QUOTE(Uleni Athram @ Oct 3 2016, 11:09 AM)

Less on Lucas' ability to pull it off and more on the Jedi's basic ability to understand what was said to them, really. Like, Dooku actually said to either Anakin or Obi-Wan that the Senate was actually in control of the Sith and come Revenge when the reveal was set up, they were actually surprised! Derp
To be fair to the Jedi, I'm not sure if its said just how many knew how clouded the Force had become, and how little the Jedi Council could actually see. And it's not as though Obi-Wan(I'm pretty sure it was him)had any reason to trust Dooku, who was not only one of those who turned away from the Order, but was working with those who'd imprisoned him(If I'm remembering the scene correctly).
QUOTE(Darkness Eternal @ Oct 3 2016, 12:10 PM)
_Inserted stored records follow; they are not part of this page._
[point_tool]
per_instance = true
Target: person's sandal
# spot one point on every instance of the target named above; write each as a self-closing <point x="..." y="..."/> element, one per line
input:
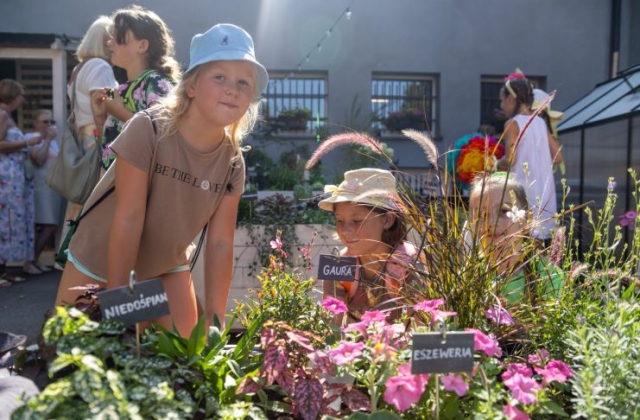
<point x="11" y="278"/>
<point x="42" y="267"/>
<point x="31" y="269"/>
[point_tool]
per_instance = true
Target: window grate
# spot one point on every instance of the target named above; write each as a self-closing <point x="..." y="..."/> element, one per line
<point x="403" y="101"/>
<point x="287" y="93"/>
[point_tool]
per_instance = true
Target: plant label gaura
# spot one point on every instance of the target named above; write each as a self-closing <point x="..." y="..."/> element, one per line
<point x="146" y="301"/>
<point x="336" y="268"/>
<point x="442" y="353"/>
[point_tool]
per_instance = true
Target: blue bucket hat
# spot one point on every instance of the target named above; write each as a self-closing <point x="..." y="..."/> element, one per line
<point x="226" y="42"/>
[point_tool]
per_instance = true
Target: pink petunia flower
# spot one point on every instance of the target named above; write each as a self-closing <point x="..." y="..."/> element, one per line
<point x="438" y="315"/>
<point x="346" y="352"/>
<point x="335" y="306"/>
<point x="522" y="388"/>
<point x="370" y="317"/>
<point x="358" y="327"/>
<point x="513" y="413"/>
<point x="499" y="316"/>
<point x="428" y="305"/>
<point x="455" y="383"/>
<point x="403" y="391"/>
<point x="535" y="358"/>
<point x="276" y="244"/>
<point x="483" y="342"/>
<point x="556" y="370"/>
<point x="405" y="370"/>
<point x="517" y="368"/>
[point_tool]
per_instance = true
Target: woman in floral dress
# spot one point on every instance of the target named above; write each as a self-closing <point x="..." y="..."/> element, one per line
<point x="142" y="45"/>
<point x="16" y="190"/>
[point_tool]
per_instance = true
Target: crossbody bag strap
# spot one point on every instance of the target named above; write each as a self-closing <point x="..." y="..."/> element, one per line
<point x="196" y="253"/>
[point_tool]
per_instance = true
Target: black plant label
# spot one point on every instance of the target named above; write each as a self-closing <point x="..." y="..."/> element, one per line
<point x="147" y="300"/>
<point x="336" y="268"/>
<point x="442" y="353"/>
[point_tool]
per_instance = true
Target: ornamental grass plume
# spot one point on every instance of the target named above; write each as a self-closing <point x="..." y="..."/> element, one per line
<point x="353" y="138"/>
<point x="426" y="143"/>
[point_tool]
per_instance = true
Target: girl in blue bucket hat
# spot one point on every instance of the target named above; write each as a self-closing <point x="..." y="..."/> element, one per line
<point x="178" y="169"/>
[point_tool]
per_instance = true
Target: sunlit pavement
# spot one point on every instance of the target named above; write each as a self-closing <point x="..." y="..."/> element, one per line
<point x="23" y="305"/>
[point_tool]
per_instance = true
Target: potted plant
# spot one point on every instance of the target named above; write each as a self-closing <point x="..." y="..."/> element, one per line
<point x="295" y="119"/>
<point x="406" y="118"/>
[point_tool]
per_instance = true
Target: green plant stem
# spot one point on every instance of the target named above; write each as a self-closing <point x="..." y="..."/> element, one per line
<point x="436" y="404"/>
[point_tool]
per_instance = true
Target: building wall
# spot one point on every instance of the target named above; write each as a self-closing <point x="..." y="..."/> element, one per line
<point x="458" y="40"/>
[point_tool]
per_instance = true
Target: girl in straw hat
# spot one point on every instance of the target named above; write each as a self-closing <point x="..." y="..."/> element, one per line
<point x="178" y="168"/>
<point x="371" y="226"/>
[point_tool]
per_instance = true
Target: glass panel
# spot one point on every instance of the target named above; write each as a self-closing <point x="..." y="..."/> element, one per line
<point x="623" y="106"/>
<point x="398" y="103"/>
<point x="605" y="156"/>
<point x="586" y="114"/>
<point x="300" y="97"/>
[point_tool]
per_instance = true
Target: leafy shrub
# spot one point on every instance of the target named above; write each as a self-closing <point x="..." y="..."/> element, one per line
<point x="605" y="354"/>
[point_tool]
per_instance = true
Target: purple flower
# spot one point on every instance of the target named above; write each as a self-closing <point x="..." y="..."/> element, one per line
<point x="538" y="358"/>
<point x="346" y="352"/>
<point x="523" y="388"/>
<point x="483" y="342"/>
<point x="403" y="391"/>
<point x="499" y="316"/>
<point x="455" y="383"/>
<point x="335" y="306"/>
<point x="517" y="368"/>
<point x="556" y="370"/>
<point x="513" y="413"/>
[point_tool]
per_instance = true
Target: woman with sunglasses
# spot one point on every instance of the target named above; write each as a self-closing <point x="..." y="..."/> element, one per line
<point x="49" y="205"/>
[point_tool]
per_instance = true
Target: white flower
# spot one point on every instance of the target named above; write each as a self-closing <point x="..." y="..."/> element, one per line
<point x="516" y="215"/>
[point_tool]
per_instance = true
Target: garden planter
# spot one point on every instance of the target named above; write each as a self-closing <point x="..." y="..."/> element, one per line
<point x="246" y="266"/>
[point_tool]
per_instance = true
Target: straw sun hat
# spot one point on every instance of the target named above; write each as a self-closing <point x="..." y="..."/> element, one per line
<point x="369" y="186"/>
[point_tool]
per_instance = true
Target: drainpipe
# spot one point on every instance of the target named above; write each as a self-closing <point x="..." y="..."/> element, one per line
<point x="614" y="46"/>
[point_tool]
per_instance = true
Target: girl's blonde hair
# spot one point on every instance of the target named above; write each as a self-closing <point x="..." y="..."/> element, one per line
<point x="93" y="42"/>
<point x="39" y="113"/>
<point x="501" y="181"/>
<point x="177" y="102"/>
<point x="10" y="90"/>
<point x="145" y="24"/>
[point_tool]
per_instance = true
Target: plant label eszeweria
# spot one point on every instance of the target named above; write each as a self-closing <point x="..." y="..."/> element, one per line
<point x="147" y="300"/>
<point x="338" y="268"/>
<point x="442" y="353"/>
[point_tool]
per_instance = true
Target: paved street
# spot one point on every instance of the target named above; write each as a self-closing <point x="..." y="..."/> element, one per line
<point x="22" y="306"/>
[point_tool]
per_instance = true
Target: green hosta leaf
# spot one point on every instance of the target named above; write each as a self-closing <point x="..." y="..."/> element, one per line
<point x="550" y="407"/>
<point x="92" y="363"/>
<point x="197" y="339"/>
<point x="308" y="394"/>
<point x="62" y="362"/>
<point x="118" y="388"/>
<point x="229" y="382"/>
<point x="89" y="385"/>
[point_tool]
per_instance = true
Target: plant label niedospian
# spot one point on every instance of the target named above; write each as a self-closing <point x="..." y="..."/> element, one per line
<point x="147" y="301"/>
<point x="432" y="354"/>
<point x="335" y="268"/>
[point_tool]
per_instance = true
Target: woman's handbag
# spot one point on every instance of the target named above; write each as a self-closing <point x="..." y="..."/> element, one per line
<point x="76" y="171"/>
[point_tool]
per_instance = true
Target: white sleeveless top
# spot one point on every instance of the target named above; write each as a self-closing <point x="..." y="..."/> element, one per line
<point x="96" y="73"/>
<point x="537" y="179"/>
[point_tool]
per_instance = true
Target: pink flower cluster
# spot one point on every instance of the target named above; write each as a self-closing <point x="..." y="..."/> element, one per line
<point x="431" y="307"/>
<point x="518" y="377"/>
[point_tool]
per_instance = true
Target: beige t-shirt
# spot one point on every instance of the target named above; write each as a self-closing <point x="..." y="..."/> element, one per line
<point x="185" y="190"/>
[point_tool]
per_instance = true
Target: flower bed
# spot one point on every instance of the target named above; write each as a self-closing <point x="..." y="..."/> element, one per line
<point x="573" y="352"/>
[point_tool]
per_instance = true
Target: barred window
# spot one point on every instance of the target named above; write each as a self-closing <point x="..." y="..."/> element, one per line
<point x="490" y="112"/>
<point x="404" y="101"/>
<point x="301" y="94"/>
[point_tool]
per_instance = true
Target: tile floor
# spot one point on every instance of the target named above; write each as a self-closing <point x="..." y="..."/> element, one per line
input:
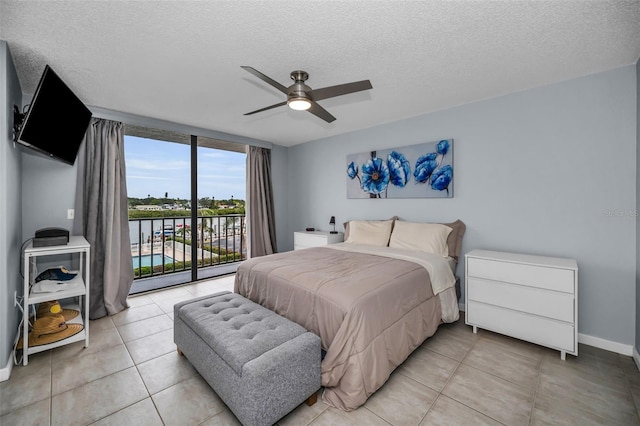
<point x="131" y="374"/>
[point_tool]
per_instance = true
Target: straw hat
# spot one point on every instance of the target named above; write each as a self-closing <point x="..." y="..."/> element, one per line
<point x="50" y="329"/>
<point x="53" y="307"/>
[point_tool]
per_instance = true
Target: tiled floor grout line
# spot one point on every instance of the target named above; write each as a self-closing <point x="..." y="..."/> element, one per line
<point x="448" y="379"/>
<point x="535" y="390"/>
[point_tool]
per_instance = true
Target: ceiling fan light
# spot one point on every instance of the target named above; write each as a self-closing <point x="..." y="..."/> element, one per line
<point x="299" y="104"/>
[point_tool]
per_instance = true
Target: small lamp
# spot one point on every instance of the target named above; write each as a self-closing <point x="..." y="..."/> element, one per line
<point x="332" y="221"/>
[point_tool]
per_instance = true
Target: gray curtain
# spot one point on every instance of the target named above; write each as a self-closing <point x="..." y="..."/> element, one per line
<point x="101" y="200"/>
<point x="261" y="227"/>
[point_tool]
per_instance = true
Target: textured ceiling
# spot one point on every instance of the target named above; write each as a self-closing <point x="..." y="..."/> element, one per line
<point x="180" y="61"/>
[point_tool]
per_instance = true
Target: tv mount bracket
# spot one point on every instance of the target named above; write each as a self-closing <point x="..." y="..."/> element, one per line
<point x="18" y="119"/>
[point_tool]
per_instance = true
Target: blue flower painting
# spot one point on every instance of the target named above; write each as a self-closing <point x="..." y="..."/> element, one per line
<point x="399" y="168"/>
<point x="425" y="166"/>
<point x="414" y="171"/>
<point x="352" y="170"/>
<point x="375" y="176"/>
<point x="442" y="178"/>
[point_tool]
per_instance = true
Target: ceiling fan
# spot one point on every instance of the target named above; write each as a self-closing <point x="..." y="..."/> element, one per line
<point x="302" y="97"/>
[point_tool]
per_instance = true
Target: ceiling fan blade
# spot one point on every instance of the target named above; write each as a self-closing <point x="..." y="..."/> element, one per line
<point x="266" y="79"/>
<point x="320" y="112"/>
<point x="266" y="108"/>
<point x="340" y="89"/>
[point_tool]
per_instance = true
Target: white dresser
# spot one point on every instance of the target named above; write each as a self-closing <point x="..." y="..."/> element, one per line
<point x="528" y="297"/>
<point x="306" y="239"/>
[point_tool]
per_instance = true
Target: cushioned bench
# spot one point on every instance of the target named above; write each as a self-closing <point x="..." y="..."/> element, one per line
<point x="260" y="364"/>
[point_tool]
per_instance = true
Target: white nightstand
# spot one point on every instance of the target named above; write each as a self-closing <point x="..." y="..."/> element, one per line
<point x="306" y="239"/>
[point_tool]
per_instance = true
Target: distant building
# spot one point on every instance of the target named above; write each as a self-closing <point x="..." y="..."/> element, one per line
<point x="148" y="207"/>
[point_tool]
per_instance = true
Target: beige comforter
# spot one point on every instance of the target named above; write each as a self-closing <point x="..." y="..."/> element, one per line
<point x="370" y="311"/>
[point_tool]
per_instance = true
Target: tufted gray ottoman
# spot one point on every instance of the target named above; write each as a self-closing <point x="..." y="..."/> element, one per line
<point x="260" y="364"/>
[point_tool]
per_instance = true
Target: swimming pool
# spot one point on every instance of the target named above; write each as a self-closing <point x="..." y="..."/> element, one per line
<point x="145" y="260"/>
Essentially all the Sith do is backstab one another. I believe Dooku was fooled into Sidious' plan and genuinely believed he had a part to play in the great Sith-dominated future. Darth Vader was seduced but he also planned on using Sidious to save Padme. After Palpatine revealed himself as a Sith Lord and became his new mentor, I think Vader began to see some similarities with him and Obi-Wan. There's a part in the novel that explains this well enough. In the end Vader wanted to overthrow The Emperor and rule the galaxy with Padme.
Strictly speaking it's not
all the Sith do. They have unified numerous times, generally for another crusade against the Republic or the Jedi. But their philosophy does lead them to think a certain way, and knowing what they've done(or would be prepared to do) in the name of acquiring power, it's no real surprise.
Dooku knew what the Jedi had become; enforcers propping up a corrupt and failing Republic, then he learned it was all part of an elaborate and long term Sith scheme. My guess is that he felt more trapped than anything else: It was too late to save the Jedi, centuries too late, and he knew how much damage had been done in previous Sith wars against the Republic. In one of the books he even goes so far as to try and return to the Jedi Order. And Vader was more a dark Jedi than a Sith at that point, considering how at the end of the film he was throwing around words like "evil" in relation to the Jedi(which felt hilariously forced, by the way). And let's face it, Vader's idea of overthrowing Palpatine was far better handled in
The Empire Strikes Back.
QUOTE(Darkness Eternal @ Oct 3 2016, 12:10 PM)

I still think the clone inhibitor chip introduced in the Clone Wars cartoon was a bad idea.
*snip*
Yeah, that does sound like a horrible idea.
But Order 66 was very much a blanket policy. It couldn't be used to remove
a general, only to remove that entire level of the chain of command. Having a contingency plan to remove pretty much everyone between the commander-in-chief and the clone commanders in the field does seem a little extreme. But then, the Clone Army was
always part of the trap, they just didn't know it.
One of the things I like about some of the Clone Wars books is that some of the clones, usually commandos who have more independence than the standard clone trooper,
didn't carry out Order 66. In particular I'm rather fond of the Republic Commando books, though no so much the last one, as they explain(or in other words, patch the holes of) a lot of what went on.
Personally, I think Order 66 has its problems. For one thing, if entire levels of the chain of command have turned traitor, not just certain individuals, then that's the sort of thing that would require actual evidence. If the president of the US issued an order to summarily execute every high ranking officer in the army on charges of treason, without a shred of proof or even the pretense of due process, I sincerely doubt even a single shot would be fired.
And that's the one of the biggest problems the movies have, in my opinion. It's clones versus droids, and frankly you might as well call it meat droids versus metal droids, going on the films. But the more you humanise the clones, the harder it becomes to square that unthinking, unquestioning response to Order 66. Because as far as the film is concerned, not one clone questioned or disobeyed that order. And it's not just Jedi in the field that were being targeted, but those at the Jedi Temple who hadn't even been involved in the fighting. To use your US example again, if the order in the previous paragraph were extended to include the summary execution of children on the same charge, the army would just turn around and arrest the President.
The kind of unthinking obedience displayed by the clones fundamentally undermines any attempt to present them as anything more than droids made of flesh and bone instead of metal. The inhibitor chip is a shoddy patch for a problem that shouldn't have existed in the first place, in my opinion.